I like to cook. No, really, I do like to cook. That fondness for spending hours in the kitchen has, through the years, gotten me varied comments from admiration, to amazement, to downright aggression. There have actually been some people who act like I should not be happy toiling for my family's food. After all, women are liberated these days. Grocery stores full of heat-and-eat meals abound. Not to mention the number of restaurants and fast food establishments there to take the burden off of me. Just pull in, order whatever my heart desires, wait two minutes, and have food handed to me, hot and ready to eat.
Except for one major thing. My heart desires good food. Not just good tasting, but actual honest-to-goodness good-for-you food. My system seems to be pretty sensitive to intrusive ingredients hiding in most of the conventional fare calling itself 'food' these days. Artificial sweeteners kick off headaches and even migraines, depending on which sweetener it is. Certain oils give me immediate gastric distress (usually the ones you look on the ingredients list and say "What the heck is that?!? Whatever happened to corn oil?" Other things are more sneaky, waiting a while after ingestion to make me feel not up to par. And let's not even mention my eczema, which hasn't hardly bothered me at all since I went to scratch cooking and organic gardening. 'Nuff said.

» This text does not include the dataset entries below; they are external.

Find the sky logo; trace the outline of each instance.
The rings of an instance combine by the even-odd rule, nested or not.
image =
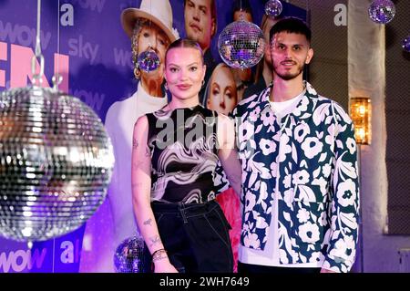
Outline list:
[[[78,38],[70,38],[68,40],[68,55],[72,57],[78,57],[89,60],[93,65],[95,63],[97,55],[98,54],[99,45],[92,45],[85,41],[83,36],[80,35]]]

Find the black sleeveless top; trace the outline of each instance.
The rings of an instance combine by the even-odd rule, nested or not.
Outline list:
[[[215,198],[217,113],[200,105],[147,114],[151,201],[204,203]]]

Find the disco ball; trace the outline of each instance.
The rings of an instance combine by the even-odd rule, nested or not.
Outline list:
[[[281,1],[269,0],[265,4],[265,14],[270,17],[276,17],[281,15],[282,8]]]
[[[410,53],[410,36],[408,36],[407,37],[405,37],[405,38],[403,40],[402,47],[403,47],[403,49],[404,49],[405,51]]]
[[[103,203],[114,155],[103,124],[53,88],[0,93],[0,235],[44,241],[83,224]]]
[[[139,235],[127,238],[116,249],[114,265],[118,273],[148,273],[149,258]]]
[[[370,19],[375,23],[385,25],[395,17],[395,6],[390,0],[374,0],[370,5],[368,13]]]
[[[138,56],[138,68],[143,71],[149,73],[159,67],[159,57],[152,50],[147,50]]]
[[[231,68],[251,68],[263,57],[263,32],[251,22],[232,22],[220,34],[218,51],[222,60]]]

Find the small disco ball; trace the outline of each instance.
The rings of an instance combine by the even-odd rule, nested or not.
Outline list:
[[[228,25],[218,38],[222,60],[234,68],[248,68],[258,64],[265,51],[263,32],[255,24],[239,20]]]
[[[279,16],[282,10],[282,5],[279,0],[269,0],[265,4],[265,14],[270,17]]]
[[[152,50],[147,50],[138,56],[138,68],[143,71],[149,73],[159,67],[159,57]]]
[[[405,51],[410,53],[410,36],[403,40],[402,47]]]
[[[114,154],[80,99],[53,88],[0,93],[0,234],[44,241],[81,226],[104,202]]]
[[[114,254],[114,265],[118,273],[148,273],[149,260],[142,237],[137,234],[121,242]]]
[[[370,19],[375,23],[385,25],[395,17],[395,6],[390,0],[374,0],[370,5],[368,13]]]

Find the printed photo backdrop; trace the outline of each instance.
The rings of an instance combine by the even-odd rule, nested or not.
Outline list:
[[[152,0],[151,12],[157,8],[163,9],[165,1],[168,0]],[[208,3],[208,0],[187,1],[195,7],[207,6]],[[256,69],[235,71],[220,64],[218,36],[233,20],[233,2],[215,0],[216,32],[208,50],[208,55],[210,52],[214,60],[213,66],[210,67],[215,68],[215,74],[212,76],[210,69],[207,81],[212,78],[225,79],[225,85],[219,86],[229,88],[229,99],[223,106],[217,101],[212,105],[206,99],[203,101],[205,106],[225,113],[241,99],[244,87],[255,81],[252,78]],[[261,26],[266,1],[249,2],[252,22]],[[170,0],[169,3],[172,28],[180,36],[187,36],[184,1]],[[59,88],[80,99],[96,111],[112,137],[116,168],[105,203],[77,230],[49,241],[35,242],[31,248],[27,244],[0,235],[0,272],[115,272],[117,246],[137,233],[132,214],[128,164],[132,137],[129,129],[136,121],[136,113],[128,104],[138,91],[138,81],[133,72],[131,42],[121,26],[120,15],[126,8],[140,6],[140,0],[42,1],[44,84],[51,86],[54,73],[59,72],[63,76]],[[283,6],[282,15],[306,19],[303,9],[287,3],[283,3]],[[159,18],[165,20],[164,16]],[[36,1],[0,1],[0,91],[31,83],[36,31]],[[247,79],[237,85],[241,74]],[[241,86],[241,83],[245,83],[244,86]],[[201,94],[211,89],[210,83]],[[236,96],[233,100],[232,96]],[[124,110],[125,107],[131,111]],[[136,105],[135,110],[141,110],[141,106]],[[113,118],[108,125],[106,120],[110,111]],[[218,201],[232,226],[231,238],[236,257],[241,228],[239,200],[232,190],[228,190],[218,197]]]

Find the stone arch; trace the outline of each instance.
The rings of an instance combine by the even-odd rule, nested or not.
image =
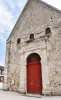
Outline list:
[[[41,57],[31,53],[27,57],[27,93],[42,94]]]

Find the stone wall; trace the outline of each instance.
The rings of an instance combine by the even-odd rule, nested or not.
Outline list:
[[[50,27],[51,36],[47,38],[45,35],[45,29]],[[35,41],[28,43],[30,34],[34,34]],[[21,42],[18,45],[17,39],[20,38]],[[9,43],[11,41],[11,44]],[[45,55],[42,56],[43,64],[45,65],[44,70],[47,69],[46,87],[50,89],[50,92],[61,93],[61,13],[55,9],[47,6],[46,4],[38,0],[29,0],[23,13],[21,14],[16,26],[12,31],[10,39],[7,41],[7,56],[6,65],[8,70],[8,86],[10,90],[17,91],[21,88],[21,68],[24,62],[23,55],[25,52],[31,50],[39,50],[40,56],[41,50],[45,45]],[[29,52],[29,53],[32,53]],[[22,53],[22,56],[21,56]],[[47,57],[46,57],[47,55]],[[28,56],[28,55],[27,55]],[[26,56],[26,57],[27,57]],[[22,60],[21,60],[22,59]],[[21,62],[22,61],[22,62]],[[46,63],[44,62],[46,61]],[[43,66],[42,66],[43,67]],[[25,72],[26,74],[26,72]],[[43,76],[45,73],[43,73]],[[24,78],[26,80],[26,77]],[[43,78],[44,80],[44,78]],[[23,81],[22,81],[23,82]],[[21,83],[21,84],[20,84]],[[25,82],[26,83],[26,82]],[[47,84],[48,83],[48,84]],[[22,85],[23,86],[23,85]],[[24,85],[23,89],[26,88]],[[26,91],[26,89],[24,90]]]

So I don't want to be liberated from my kitchen. I don't want to have 'more important things' to do. I want to cook.
Unfortunately I have found that somehow, as this year has gone by, I have been separated from my kitchen more and more often. Oh, I do spend eight to ten hours a week in it creating all my farmers market baked goods, but I have not spent much time daily creating good food for my family's meals.
I don't do boxed stuff, no matter how time crunched. Frozen and microwaved are not allowed here. (Heck, I don't consider the microwave a real way to prepare food, as I strongly suspect the food isn't as nutritious once it leaves the microwave as it was when it went in.) For me, time crunched means one of my quickie "30 minutes to cook" menu items.
Which are all fine and dandy once in a while. But when quickie fixes become five days a week, week after week, month after month, well, that is not fine and dandy with me. I don't like it. I feel stressed. I feel like something has been taken from me--something tasty, as well as something I have a sense of joy in the creating.
Today, after fulfilling my work-away-from-home duties at the horse farm at one p.m., I decided I was going to cook. Cook because I want to. And boy, have I cooked! A batch of granola, the first I've made to eat myself instead of sell at the market, since June began. Two loaves of bread, because it's time to bake my weekly bread for the family. Two loaves of french bread also, because I want some garlic bread with the dinner I have planned for tonight. (One loaf will be for with dinner today, the second will go in the freezer for accompanying a future lasagna.)
Not started yet, but soon to begin, spaghetti for dinner. With homemade sauce. Using tomatoes, peppers, onions, basil and oregano from the garden. Sauce that takes quite a bit longer to make than the few minutes of heating sauce from a jar requires. Sauce that will be not just tastier, not just free of suspicious sounding ingredients, but sauce that will bring contentment and the satisfaction of doing what I want to do. Cooking because I want to.